Big four dominate mortgage market ( 53 Views )
- THE big four banks continue to dominate the mortgage market although growth has slowed dramatically and the global credit crunch has begun to force credit rationing among big lenders, a report says.
JP Morgan/Fujitsu's eighth Australian Mortgage Industry Report also says that the number of households suffering mortgage stress will rise to one million in 2009 from 800,000 this year.
Mortgage stress usually occurs when homebuyers pay more than 35 per cent of their income as loan repayments.
The report, released today, was compiled before yesterday's one percentage point drop in the overnight cash rates by the Reserve Bank of Australia, of which the major bank's passed on 80 per cent of the cut.
However, the report says the banks' repricing of home loans outside of the RBA's decisions on the official cash rate could lead to housing lending growth continuing to decelerate.
"System housing growth has contracted from a peak three month annualised growth rate of 23.4 per cent in November 2003 to 6.0 per cent in August 2008," JPMorgan's banking analyst Brian Johnson said.
"This rate of growth deceleration has been at its greatest most recently, reflecting households' cautious assessment of the prospects for the domestic economy.

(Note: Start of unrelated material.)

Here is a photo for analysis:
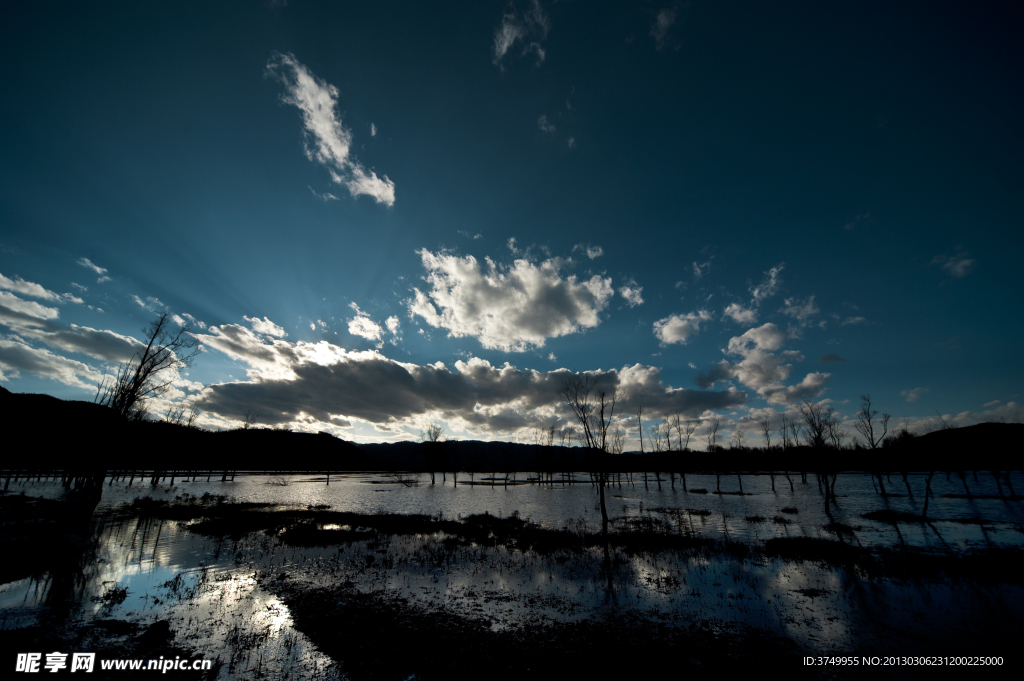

"Loan volume growth has slowed dramatically, and in the absence of construction activity house prices are the biggest driver of growth," Mr Johnson said.
"And that growth has slowed dramatically - we're beginning to see what I would call credit rationing in mortgage lending in Australia.
"The big banks have a competitive advantage - by that I mean AA rated banks - because securitisation markets are still open, but they are open at rates that are prohibitively above the rate you would use to write the loan."
The report found the big four banks - National Australia Bank, ANZ, Westpac and Commonwealth, account for between 65 and 70 per ent of the mortgage market, with the smaller banks taking the banking sectors's total share to 90 per cent.
Fujitsu Consulting director Martin North said housing affordability in Australia was as bad as it had ever been.
"Prices are still fairly stretched .... the cost of living has gone up and people's disposable income has actually slipped backwards," Mr North said.
"In the US, housing delinquencies (those behind in their repayments) are about six per cent, in the UK it's about 2.5 per cent, and in Australia it's about 1 per cent - which is still relatively low but it is rising."
Mr North said a major driver in mortgagors refinancing their home loans was their paying down other debt - including credit cards.
"In Australia, some 80 per cent of mortgage loans are done at variable rates," Mr Johnson said.
"The liquidity at the short end of the market is as tight as it's ever been, the cost of funding is not a pretty picture and even the cost of retail deposits has gone up.
"What the banks are doing is slowing their volume growth and the other thing they're doing is repricing their existing loans."